Q42 — AWS AIF-C01 Ch.3
Question 42 of 100 | ← Chapter 3
A company wants to improve the consistency and quality of responses from its large language model (LLM) by granting the model access to external knowledge sources. Which technique satisfies this requirement with minimal development effort?
- A. Fine-tuning
- B. Retrieval-Augmented Generation (RAG) ✓
- C. In-context learning
- D. Prompt engineering
Correct Answer: B. Retrieval-Augmented Generation (RAG)
Explanation
To improve the consistency and quality of large language model (LLM) responses by leveraging external knowledge sources, consider each technique: A. Fine-tuning typically requires substantial data and compute resources and is optimized for specific tasks, making it suboptimal for minimizing development effort.
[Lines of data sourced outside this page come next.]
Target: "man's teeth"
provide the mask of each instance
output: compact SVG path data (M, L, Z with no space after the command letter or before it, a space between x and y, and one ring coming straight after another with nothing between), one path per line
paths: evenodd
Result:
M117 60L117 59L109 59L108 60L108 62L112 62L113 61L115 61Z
B. Retrieval-Augmented Generation (RAG) enhances model generation capabilities using external knowledge bases, allowing the model to reference external knowledge during text generation—improving consistency and quality while being relatively easy to integrate into existing models with minimal development effort. C. In-context learning primarily improves understanding of current dialogue context rather than directly providing external knowledge. D. Prompt engineering optimizes model performance by adjusting input prompts but does not inherently enable direct access to or utilization of external knowledge sources. Therefore, Retrieval-Augmented Generation (RAG) satisfies the requirement with minimal development effort. The correct answer is B.